O mérito do autor reside em unir habilmente técnicas das duas áreas de conhecimento. O jornalismo o dá o rigor da apuração: entrevista com as fontes importantes, perguntas imprescindíveis para a investigação, encontra personagens-síntese para a condução da história e adiciona pesquisa para ampliar o conhecimento do leitor sobre o tema. E, do quadrinho, os traços rígidos funcionam como uma foto informativa mesclada com as intervenções que o espaço gráfico permite; as intervenções funcionam como os enquadramentos de um filme e dotam a imagem do movimento que uma foto tradicional não teria.
Atente que um não sobrevive sem o outro: as informações visuais não se sustentam sem as informações textuais e vice-versa. Aliás, as informações textuais da apuração dão o tom das imagens, pois temos que lembrar que as reportagens são feitas sempre tendo em vista uma quantidade certa de páginas em determinada revista ou jornal. Este o outro mérito do autor: a coesão textual, pilar da imagem.
Outro fator interessante do trabalho de Sacco é que ele figura nos próprios quadrinhos. Por vezes o jornalismo preza a ausência do repórter ou o trata como um árbitro sempre fora do objeto de investigação, mas o autor opta por outra via talvez por intensificar a experiência de leitura e também endossar o caráter investigativo das suas matérias; assim, fica a sensação de que somos conduzidos junto com o repórter e descobrimos as informações em conjunto. A reportagem desenvolve-se naturalmente, sem amarras ao leitor.
Quanto ao tipo de desenho, por se tratar de reportagens de caráter informativo, o autor compõe com detalhes; é minucioso nas roupas, armamentos, veículos, pessoas, relevo, interiores das casas etc, sempre com traços sóbrios. Os entrecortes dos quadros são poucos e se atém principalmente ao detalhamento de expressões faciais para intensificar e destacar emoções. Os traços em preto e branco compõem 90% do livro e transmitem, metaforicamente, ambientes rígidos, pouco amistosos e desesperançosos.

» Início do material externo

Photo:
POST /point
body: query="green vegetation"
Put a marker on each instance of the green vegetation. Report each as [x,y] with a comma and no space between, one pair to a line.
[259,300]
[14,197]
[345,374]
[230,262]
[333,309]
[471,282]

Ao final da leitura, duas emoções distintas: prazer pelo excelente produto estético-informativo (texto e imagens) e tristeza por conta dos crimes cometidos contra os seres humanos nas áreas das reportagens. Joe Sacco é um ótimo exemplo de um jornalista apaixonado pelo ofício de repórter que utiliza uma “nova” plataforma para transmitir as informações que apura. Um trabalho belíssimo que leva o leitor a procurar as outras obras do autor.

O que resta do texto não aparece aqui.